Acceptance

Ever since I can remember, “gay” has been a bad word. Both my mother and father insisted that I never intentionally call another person by such a slur. Being young, inexperienced, and naive, I believed them. Even during family gatherings, some of my more rambunctious cousins would grow bold and let the word slip into their diction, only to be reprimanded by their own parents, a few sharp words and a quick slap, moments later. In some instances, I can distinctly remember fully ascribing to the idea that people who dared to like the same sex were wrong and repugnant. I had been conditioned to hate something I never had the chance to fully understand.

And then, I developed a crush on a girl.

Of course, I was only in kindergarten and completely oblivious to what my feelings meant. All I knew was that I wanted to be around this girl who I thought was pretty and I wanted to be the one that made her laugh at whatever a five year old finds funny and I wanted to be the one who gave her chocolate on valentine's and I wanted to be the one who held her hand at the playground. My ultimate mistake was telling my mother of these feelings. She reprimanded me, told me that the feelings I had couldn't really be what I was describing and that she hoped I was exaggerating from the excitement of having a new friend. For the rest of the day my chest burned with shame and I vowed to never disappoint my parents in such a way again.

For a while, my unspoken promise seemed to be effective. I never spoke of the incident again and I had nearly forgotten it occurred at all. However, my second crush would also be another girl. I was in middle school, just about the right age when girls begin to go “boy-crazy”. I could never relate to them of course, at most I would awkwardly agree or half heartedly declare who deserved to be titled the cutest boy.
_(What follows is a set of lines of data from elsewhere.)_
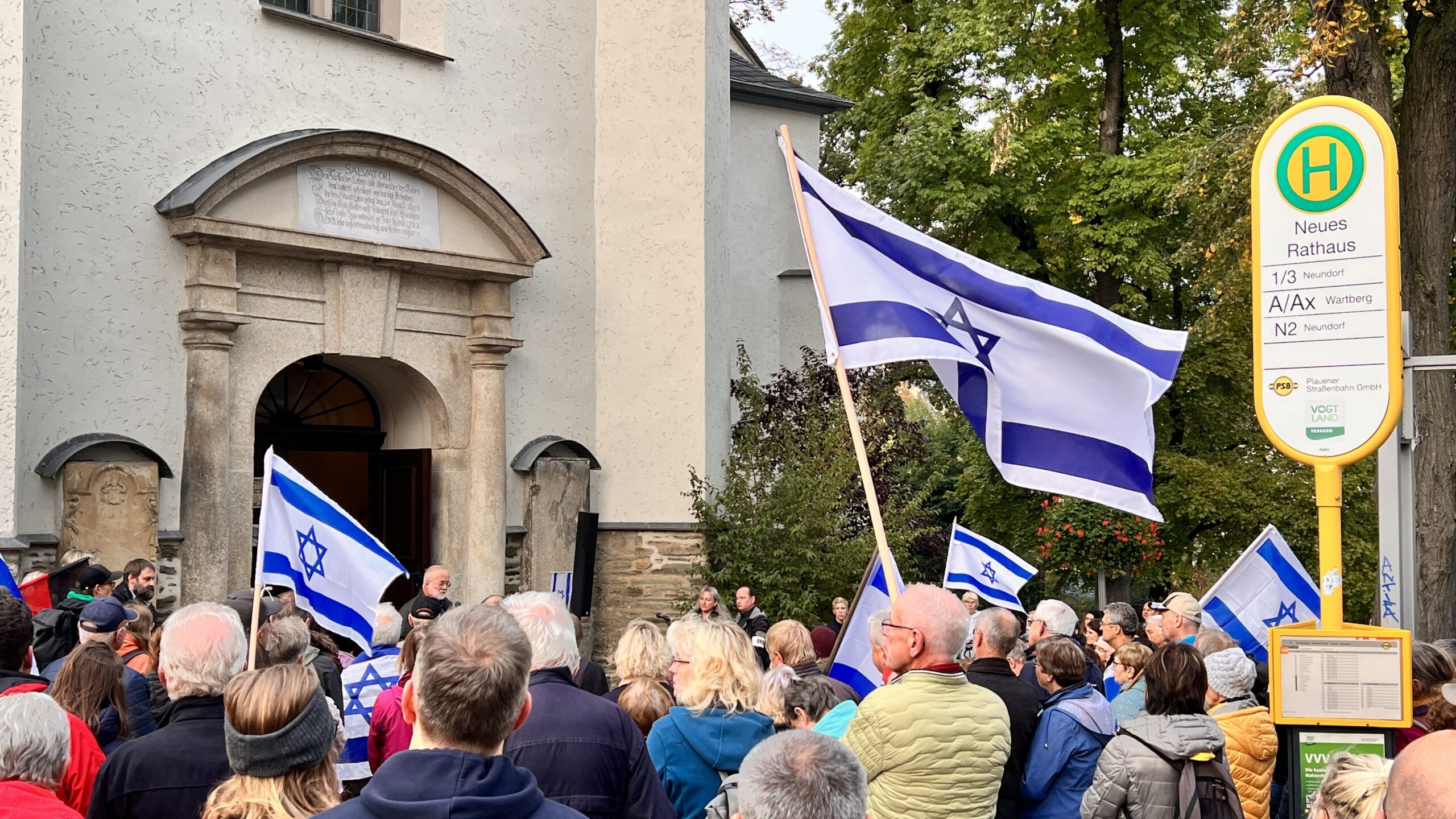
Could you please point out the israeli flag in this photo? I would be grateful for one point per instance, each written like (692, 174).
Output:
(986, 568)
(308, 543)
(363, 682)
(1059, 390)
(852, 662)
(1267, 586)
When I finally met my soon-to-be second crush, everything clicked. The way other girls would squeal about the butterflies in their stomach, the nervousness, the excitement of simply being in the same room as their crush, all of it. I finally understood all of it.

That very night I cried harder than I have ever cried in my entire life. I had never believed much in God before, in fact I had denounced his existence by the time I was nine (much to my parents’ chagrin), but that night I prayed as hard as I had ever prayed, even before I had completely given up the idea of God. I prayed that I wouldn't be gay, I couldn't. Not so much for my well-being, but for my parents. The idea of disappointing them in such a way, the idea of hearing my mother’s same derisive tone over something I could never control, terrified me to my core. I prayed through my tears every night after, but of course my feelings never subsided.

It wasn't until about a year later when I would come out to the first of many. At the time, he was my best friend and I was desperate for someone to know. I knew that I was lucky to even be able to consider telling someone of my preferences - that, had I been born just a generation before, such a thought could possibly lead to a criminal conviction - but it never felt as if I was. It was long after I stopped crying every night, yet I still felt paranoid, and trapped. I felt as if there was a glass wall between everyone else and myself. No one else could tell it was there. And everyday I would look through the glass and beg for someone to notice my separation, to acknowledge me for everything that I was, and to accept me. As the feeling of isolation grew, so did my comprehension that no one would come to my aid if I never asked. So when I finally told someone, someone who didn't reject me or ridicule me, and simply carried on as if I hadn't just shared my deepest secret, as if I was still the same person they were best friend with, I cried.

And this time, they were tears of joy.